Tuesday, May 14, 2019: 11:10 a.m.
Maurice Hall, Ph.D. , Ecosystems-Water Environmental Defense Fund, Sacramento, CA

2019 David Keith Todd Lecture

Groundwater provides a wide array of services to support our economy and communities. Perhaps most obviously, it captures distributed rainfall and delivers it to wells. It also sustains rivers and streams, supports groundwater-dependent ecosystems, and serves as an incredible storage reservoir. Yet, except for a few notable exceptions, our groundwater basins, these amazing natural infrastructure facilities, are largely managed passively, if they are managed at all. Even the most successful examples of proactive groundwater basin management tend to be focused primarily on one service – sustained supply to wells. Inevitably, this passive or singularly focused groundwater management means that other groundwater services are compromised over time. With a bit more attention and sophistication, however, the multiple benefits that groundwater basins provide can be preserved, and in some cases, enhanced.

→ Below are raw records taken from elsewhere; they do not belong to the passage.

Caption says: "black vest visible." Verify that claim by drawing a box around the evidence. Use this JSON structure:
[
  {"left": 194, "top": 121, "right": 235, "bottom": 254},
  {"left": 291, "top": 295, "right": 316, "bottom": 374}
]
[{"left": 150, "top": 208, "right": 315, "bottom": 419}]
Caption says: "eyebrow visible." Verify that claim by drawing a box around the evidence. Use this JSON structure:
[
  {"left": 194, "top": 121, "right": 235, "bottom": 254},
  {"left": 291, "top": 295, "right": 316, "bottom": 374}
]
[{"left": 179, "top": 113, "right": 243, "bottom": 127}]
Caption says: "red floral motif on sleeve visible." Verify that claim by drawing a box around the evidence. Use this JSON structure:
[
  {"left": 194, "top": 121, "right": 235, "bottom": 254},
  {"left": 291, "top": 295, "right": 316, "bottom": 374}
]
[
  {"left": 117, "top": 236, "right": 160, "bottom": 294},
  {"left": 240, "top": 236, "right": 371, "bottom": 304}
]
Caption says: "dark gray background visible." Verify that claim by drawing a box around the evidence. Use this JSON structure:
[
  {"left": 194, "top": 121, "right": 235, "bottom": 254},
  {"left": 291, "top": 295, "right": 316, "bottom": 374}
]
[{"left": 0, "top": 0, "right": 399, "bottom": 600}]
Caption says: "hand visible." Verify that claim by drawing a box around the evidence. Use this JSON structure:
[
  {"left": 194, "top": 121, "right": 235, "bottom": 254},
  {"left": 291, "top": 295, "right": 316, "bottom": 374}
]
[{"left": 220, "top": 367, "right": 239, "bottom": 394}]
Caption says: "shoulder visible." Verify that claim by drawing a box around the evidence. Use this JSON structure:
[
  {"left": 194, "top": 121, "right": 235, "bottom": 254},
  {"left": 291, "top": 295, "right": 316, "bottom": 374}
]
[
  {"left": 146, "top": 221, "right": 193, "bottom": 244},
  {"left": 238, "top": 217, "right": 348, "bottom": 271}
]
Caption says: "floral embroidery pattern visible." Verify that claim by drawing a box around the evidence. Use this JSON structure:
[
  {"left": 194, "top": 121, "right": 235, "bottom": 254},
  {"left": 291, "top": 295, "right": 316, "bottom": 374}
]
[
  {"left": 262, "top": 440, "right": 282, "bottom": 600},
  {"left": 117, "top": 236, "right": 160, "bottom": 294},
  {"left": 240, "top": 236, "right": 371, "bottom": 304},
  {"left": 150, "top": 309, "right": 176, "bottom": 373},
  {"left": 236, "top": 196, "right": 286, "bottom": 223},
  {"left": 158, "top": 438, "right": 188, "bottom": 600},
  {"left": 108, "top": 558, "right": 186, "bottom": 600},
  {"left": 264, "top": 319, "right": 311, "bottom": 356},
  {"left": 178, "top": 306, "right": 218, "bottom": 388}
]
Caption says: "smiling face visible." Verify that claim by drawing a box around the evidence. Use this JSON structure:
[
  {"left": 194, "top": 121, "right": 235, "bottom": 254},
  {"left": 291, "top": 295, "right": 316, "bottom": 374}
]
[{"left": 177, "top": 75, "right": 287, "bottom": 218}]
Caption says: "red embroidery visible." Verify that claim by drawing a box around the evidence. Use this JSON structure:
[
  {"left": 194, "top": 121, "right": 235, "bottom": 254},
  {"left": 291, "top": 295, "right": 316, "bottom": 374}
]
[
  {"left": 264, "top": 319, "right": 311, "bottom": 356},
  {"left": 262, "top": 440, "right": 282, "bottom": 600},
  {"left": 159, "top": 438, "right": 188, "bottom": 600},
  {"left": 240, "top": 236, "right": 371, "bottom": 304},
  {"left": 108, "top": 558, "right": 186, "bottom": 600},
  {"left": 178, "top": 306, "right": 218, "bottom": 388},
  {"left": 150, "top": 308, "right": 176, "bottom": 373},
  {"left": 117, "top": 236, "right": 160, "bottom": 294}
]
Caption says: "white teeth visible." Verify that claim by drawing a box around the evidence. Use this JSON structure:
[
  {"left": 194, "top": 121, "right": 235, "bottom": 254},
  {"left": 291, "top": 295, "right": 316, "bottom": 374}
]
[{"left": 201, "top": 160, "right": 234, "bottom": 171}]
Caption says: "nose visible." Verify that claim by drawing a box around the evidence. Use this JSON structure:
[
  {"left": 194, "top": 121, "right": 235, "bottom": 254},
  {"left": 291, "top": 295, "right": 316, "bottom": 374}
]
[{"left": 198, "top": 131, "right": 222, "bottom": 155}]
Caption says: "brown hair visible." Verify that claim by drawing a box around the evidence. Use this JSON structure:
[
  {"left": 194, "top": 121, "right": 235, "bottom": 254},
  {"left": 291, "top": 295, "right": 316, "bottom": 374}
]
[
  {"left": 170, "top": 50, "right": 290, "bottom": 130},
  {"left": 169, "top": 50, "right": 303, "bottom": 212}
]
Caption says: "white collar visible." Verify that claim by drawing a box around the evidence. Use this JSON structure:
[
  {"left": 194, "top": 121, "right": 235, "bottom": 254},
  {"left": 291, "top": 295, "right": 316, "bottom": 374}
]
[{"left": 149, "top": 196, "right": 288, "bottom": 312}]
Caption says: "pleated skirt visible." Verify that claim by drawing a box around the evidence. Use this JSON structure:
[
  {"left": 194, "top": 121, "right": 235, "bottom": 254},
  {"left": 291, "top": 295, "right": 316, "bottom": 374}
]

In his David Keith Todd Distinguished lecture for 2019, Maurice Hall will share his vision on how more holistic and inclusive groundwater management can increase the resilience of our water supply and sustain and enhance the services that groundwater basins provide for a wide range of stakeholders.

Maurice Hall, Ph.D., Ecosystems-Water Environmental Defense Fund, Sacramento, CA
As associate vice president of water for the ecosystems program, Maurice Hall oversees EDF’s work to revitalize working rivers and their ability to provide a resilient water supply. He focuses on developing collaborative water management approaches to meet ecosystem needs alongside the needs of farms and cities. Approaches central to this work include shaping water transaction programs that achieve resilient water supplies while protecting the environment and vulnerable communities, improving information systems to inform smart management of water resources, and shaping water governance that proactively considers multiple objectives and responds to climate change. Maurice joined EDF in May 2016. Previously, he served as the water program lead for the Water Funder Initiative, a collaborative effort to identify and activate promising water solutions through strategic philanthropic investments in the United States, starting in the American West. He also spent seven years with The Nature Conservancy (TNC) where his roles included science and engineering lead for the California Water Program. His work focused on improving our understanding of the relationship between hydrology and water-dependent ecosystems and developing integrated water management strategies to restore and protect ecosystems. Maurice holds a B.S. from the University of Tennessee Chattanooga and a PhD in Earth Resources, Watershed Sciences from Colorado State University.